Rechtliche Beurteilung

[4] Dagegen richtet sich der außerordentliche Revisionsrekurs des Vaters.

[5] 1. Die nach pflichtgemäßem Ermessen zu treffende Entscheidung, inwieweit einem Elternteil das Kontaktrecht (§ 186 ABGB) eingeräumt werden soll oder dieses einzuschränken oder zu untersagen ist (§ 187 Abs 2 ABGB), hängt stets von den Umständen des Einzelfalls ab. Dies gilt insbesondere auch für die Ausübung des Kontaktrechts zwischen einem Kind und einem inhaftierten Elternteil in einer Justizanstalt (Nademleinsky in Schwimann/Kodek, ABGB5 § 187 ABGB Rz 14 mwN zur zweitinstanzlichen Rsp; vgl auch Jausovec, Das Besuchsrecht zwischen Eltern und Kindern, 141). Erhebliche Rechtsfragen im Sinn des § 62 Abs 1 AußStrG sind dabei regelmäßig nicht zu lösen (RIS‑Justiz RS0087024 [T6]; RS0097114 [T6, T8, T10]). Ausschlaggebend ist allein das Wohl des Kindes (RS0047958; RS0048056). Im Konfliktfall hat das Interesse eines Elternteils gegenüber dem Wohl des Kindes zurückzutreten (RS0048062; RS0048068 [T3]). Daran ändert auch der im Revisionsrekurs ins Treffen geführte Art 8 EMRK nichts (7 Ob 180/08h; 4 Ob 19/08k).

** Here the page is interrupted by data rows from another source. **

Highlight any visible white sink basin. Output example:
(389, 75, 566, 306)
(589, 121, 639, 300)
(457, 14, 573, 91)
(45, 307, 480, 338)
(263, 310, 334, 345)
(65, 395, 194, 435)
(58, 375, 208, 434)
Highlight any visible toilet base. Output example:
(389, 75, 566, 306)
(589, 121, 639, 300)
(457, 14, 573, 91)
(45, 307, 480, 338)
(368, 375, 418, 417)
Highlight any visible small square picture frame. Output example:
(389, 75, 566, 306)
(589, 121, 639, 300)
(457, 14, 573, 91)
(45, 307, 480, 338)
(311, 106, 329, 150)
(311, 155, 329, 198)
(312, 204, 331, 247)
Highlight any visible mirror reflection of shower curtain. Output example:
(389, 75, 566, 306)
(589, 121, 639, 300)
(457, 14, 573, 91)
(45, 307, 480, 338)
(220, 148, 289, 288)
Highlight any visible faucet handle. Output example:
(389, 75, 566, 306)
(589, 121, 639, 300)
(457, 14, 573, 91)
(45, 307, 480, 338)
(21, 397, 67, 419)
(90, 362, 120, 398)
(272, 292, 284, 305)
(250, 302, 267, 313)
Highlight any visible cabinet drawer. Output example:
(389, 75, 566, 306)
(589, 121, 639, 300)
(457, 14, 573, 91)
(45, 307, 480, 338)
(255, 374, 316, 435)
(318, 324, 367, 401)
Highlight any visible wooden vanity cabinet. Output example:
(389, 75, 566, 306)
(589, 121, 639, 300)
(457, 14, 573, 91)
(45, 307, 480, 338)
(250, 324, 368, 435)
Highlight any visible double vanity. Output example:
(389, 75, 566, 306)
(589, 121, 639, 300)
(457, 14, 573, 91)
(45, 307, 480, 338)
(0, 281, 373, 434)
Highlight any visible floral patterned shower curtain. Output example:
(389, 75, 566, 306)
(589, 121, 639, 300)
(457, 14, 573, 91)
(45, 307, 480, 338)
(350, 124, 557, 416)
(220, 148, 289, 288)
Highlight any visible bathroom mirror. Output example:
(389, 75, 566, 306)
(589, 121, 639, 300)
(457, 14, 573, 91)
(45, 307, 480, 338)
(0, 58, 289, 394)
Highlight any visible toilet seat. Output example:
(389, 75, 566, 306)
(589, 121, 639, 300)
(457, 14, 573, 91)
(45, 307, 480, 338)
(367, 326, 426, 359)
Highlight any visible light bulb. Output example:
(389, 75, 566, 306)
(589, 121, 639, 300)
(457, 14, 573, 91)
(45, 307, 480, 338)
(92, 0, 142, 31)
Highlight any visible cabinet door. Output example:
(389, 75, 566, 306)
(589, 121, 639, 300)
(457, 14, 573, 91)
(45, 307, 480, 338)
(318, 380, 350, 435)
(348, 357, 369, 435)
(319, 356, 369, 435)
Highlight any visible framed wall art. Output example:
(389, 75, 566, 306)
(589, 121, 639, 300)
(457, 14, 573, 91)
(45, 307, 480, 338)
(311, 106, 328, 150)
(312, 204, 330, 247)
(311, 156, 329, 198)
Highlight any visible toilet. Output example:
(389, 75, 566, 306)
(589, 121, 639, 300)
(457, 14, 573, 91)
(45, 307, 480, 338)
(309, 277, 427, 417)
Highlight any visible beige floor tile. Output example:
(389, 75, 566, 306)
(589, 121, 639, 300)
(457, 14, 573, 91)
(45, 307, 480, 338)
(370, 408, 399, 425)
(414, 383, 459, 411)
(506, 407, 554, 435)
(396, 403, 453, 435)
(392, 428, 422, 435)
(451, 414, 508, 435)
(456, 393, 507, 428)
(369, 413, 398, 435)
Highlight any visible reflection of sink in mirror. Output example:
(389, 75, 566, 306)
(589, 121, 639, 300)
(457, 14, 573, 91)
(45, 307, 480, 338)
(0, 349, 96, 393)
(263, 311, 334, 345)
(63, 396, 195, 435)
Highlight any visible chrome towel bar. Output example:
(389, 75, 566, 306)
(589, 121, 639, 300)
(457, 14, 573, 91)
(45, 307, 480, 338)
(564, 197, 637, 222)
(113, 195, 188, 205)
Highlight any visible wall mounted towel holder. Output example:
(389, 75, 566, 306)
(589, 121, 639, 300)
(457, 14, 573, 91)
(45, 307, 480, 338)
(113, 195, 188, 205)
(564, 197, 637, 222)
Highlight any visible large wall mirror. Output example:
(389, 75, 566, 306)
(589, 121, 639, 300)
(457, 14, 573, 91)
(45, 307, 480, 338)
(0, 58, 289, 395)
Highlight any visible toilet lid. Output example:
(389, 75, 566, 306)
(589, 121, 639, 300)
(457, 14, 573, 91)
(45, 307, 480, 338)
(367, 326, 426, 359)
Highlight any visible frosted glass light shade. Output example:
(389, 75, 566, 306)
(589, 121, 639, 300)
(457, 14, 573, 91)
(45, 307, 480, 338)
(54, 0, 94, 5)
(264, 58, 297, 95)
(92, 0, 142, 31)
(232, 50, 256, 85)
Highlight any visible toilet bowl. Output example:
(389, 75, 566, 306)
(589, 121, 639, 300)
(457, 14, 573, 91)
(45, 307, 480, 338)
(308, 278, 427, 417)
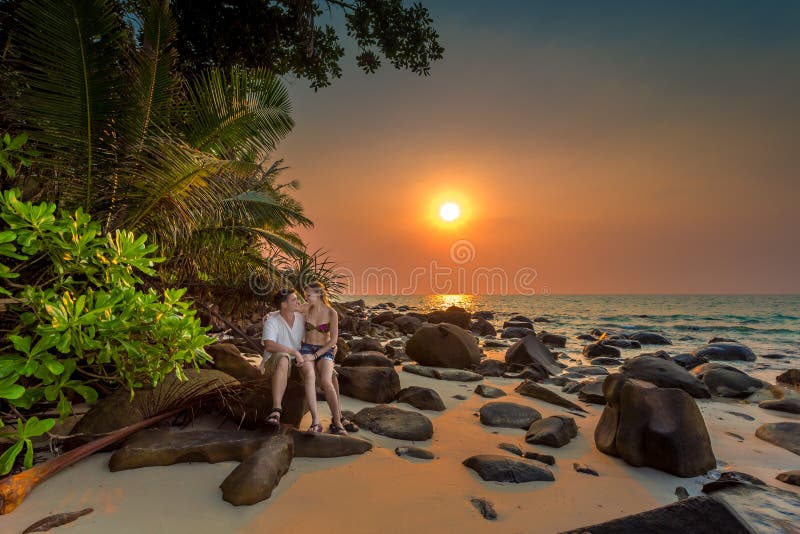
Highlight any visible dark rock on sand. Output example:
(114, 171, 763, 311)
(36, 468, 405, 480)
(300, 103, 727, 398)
(405, 323, 482, 368)
(777, 470, 800, 487)
(573, 462, 598, 476)
(561, 496, 752, 534)
(503, 367, 548, 381)
(578, 378, 607, 405)
(353, 404, 434, 441)
(475, 384, 506, 398)
(628, 331, 672, 345)
(470, 497, 498, 520)
(701, 471, 765, 493)
(289, 429, 373, 457)
(505, 334, 562, 376)
(620, 355, 710, 398)
(475, 359, 507, 377)
(693, 342, 757, 362)
(776, 369, 800, 386)
(566, 365, 609, 376)
(341, 351, 395, 367)
(525, 416, 578, 448)
(515, 380, 588, 412)
(594, 374, 716, 477)
(396, 386, 446, 411)
(523, 451, 556, 465)
(726, 411, 755, 421)
(759, 397, 800, 415)
(349, 337, 384, 354)
(403, 364, 483, 382)
(337, 366, 400, 403)
(371, 310, 396, 325)
(671, 352, 708, 370)
(755, 422, 800, 455)
(395, 446, 435, 460)
(479, 402, 542, 429)
(498, 443, 523, 456)
(463, 455, 554, 483)
(427, 306, 472, 329)
(220, 434, 293, 506)
(582, 343, 621, 359)
(690, 363, 764, 398)
(590, 357, 623, 366)
(453, 394, 468, 400)
(470, 317, 497, 336)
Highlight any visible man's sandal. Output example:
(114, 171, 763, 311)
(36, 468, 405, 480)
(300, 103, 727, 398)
(266, 407, 282, 427)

[6] 2. Die Beurteilung des Rekursgerichts, dass angesichts des bereits mehrere Jahre zurückliegenden (und auf Gewalttätigkeiten des Vaters auch gegen das Kind zurückgehenden) Kontaktabbruchs überhaupt nur ein begleiteter Kontakt im Sinne des § 111 AußStrG in Betracht käme, zieht der Rechtsmittelwerber gar nicht in Zweifel. Er wendet sich ausschließlich gegen die Ansicht der Vorinstanzen, dass ein begleiteter Besuch mit Mund-/Nasenschutz hinter einer Plexiglasscheibe in der Justizanstalt dem Kindeswohl widerspreche, und zwar mit der Behauptung, dass es sich hierbei sehr wohl um eine angemessene Möglichkeit zur Ausübung des Kontaktrechts handle. Damit zeigt er aber keine Rechtsfrage von der Qualität des § 62 Abs 1 AußStrG auf. Die – auch vom Kinder- und Jugendhilfeträger geteilte – Einschätzung, dass Besuche im schon von Vornherein schwierigen Ambiente einer Justizanstalt hinter Plexiglasscheibe mit Maske eine kindgerechte Form von Kontakten ausschließen, ist auf den vorliegenden Einzelfall bezogen und im Hinblick auf das junge Alter der Minderjährigen nicht unvertretbar. Andere Rechtsfragen, insbesondere die (von den Vorinstanzen ausgeschlossene) Möglichkeit der Kontaktrechtsausübung in anderer Form, etwa in neutralen Räumlichkeiten, spricht der Vater nicht an.

[7] 3. Der außerordentliche Revisionsrekurs war daher zurückzuweisen, ohne dass dieser Beschluss einer weiteren Begründung bedürfte (§ 71 Abs 3 AußStrG).